Arab summit opens, to relaunch Mideast peace offer [Archives:2005/827/Front Page]
ALGIERS, March 22 (Reuters) – A two-day Arab summit opened in Algiers on Tuesday with a plan to relaunch a peace initiative agreed in 2002 that Israel says is a non-starter. Thirteen top leaders, from 22 Arab League members, took part in the opening ceremony at a beach complex west of the capital.
Other countries sent high-level representatives.
Tunisian President Zine al-Abidine Ben Ali, the chairman of last year's summit, opened the meeting by asking for a moment of prayer for late Palestinian President Yasser Arafat and former Lebanese Prime Minister Rafik al-Hariri, who have died during the year. Hariri was killed by a car bomb in February.

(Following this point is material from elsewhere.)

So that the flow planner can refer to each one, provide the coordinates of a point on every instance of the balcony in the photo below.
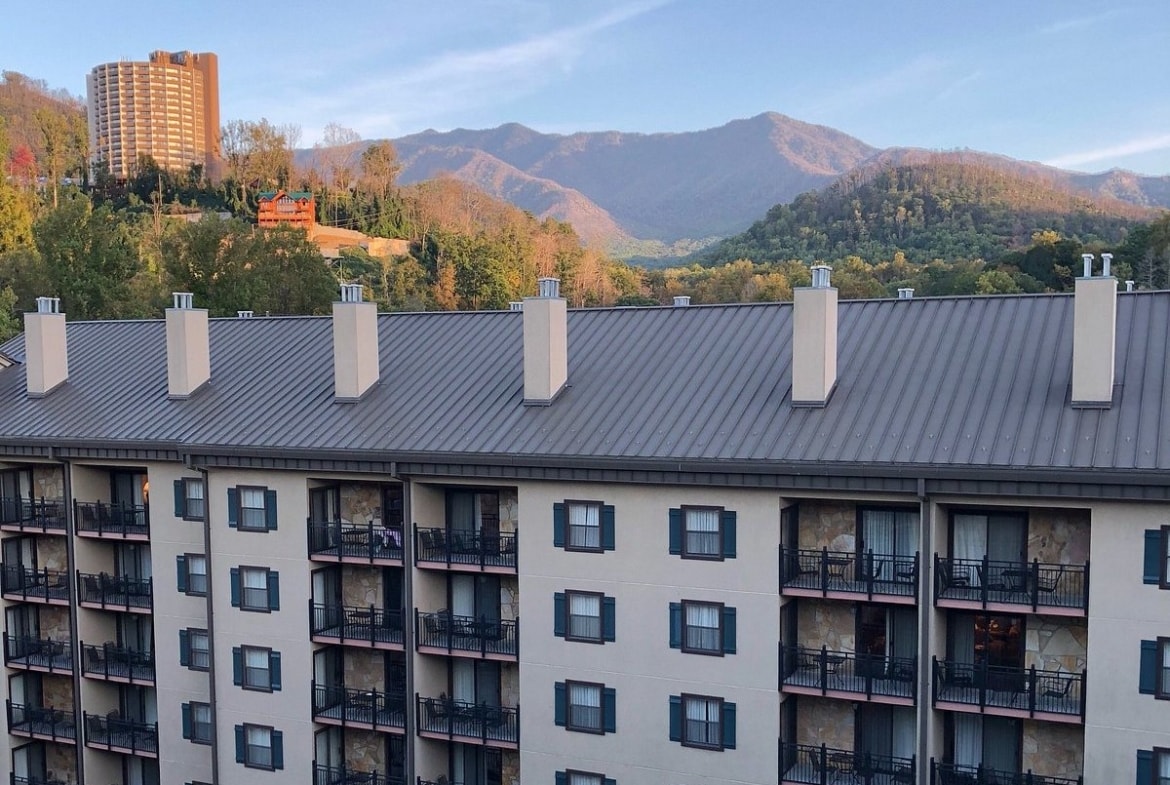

In an attempt to send the world a message of peaceful intentions, the Arab leaders are expected to endorse an abridged version of their 2002 peace initiative, which offers Israel normal relations in exchange for withdrawal to pre-1967 borders.
But Israel said on Monday that the plan was a “non-starter” and Arab states should start negotiations without conditions.
A version of the final communique, released by the Egyptian state news agency MENA, suggests that the U.N. Security Council adopt the Arab initiative as the basis for peace.
The United States, which dominates the Security Council, favours the Israeli position that Israel and its neighbours should fix borders through negotiations.
The plan does not prevent individual countries from normalising relations with Israel at any time but so far only Egypt and Jordan have signed treaties and sent ambassadors.
Jordan, keen to build on a slight improvement in Arab-Israeli relations, had tried to make the 2002 plan more appealing to Israeli and international opinion but faced resistance from governments worried that Amman's proposal might imply concessions on the conditions Israel must meet.
Arab foreign ministers, in preparatory meetings on Saturday and Sunday, agreed to spell out the conditions in more detail, reducing the impact of the relaunch.
Algerian Foreign Minister Abdelaziz Belkhadem said the Algiers meeting would not be “the summit of normalisation”.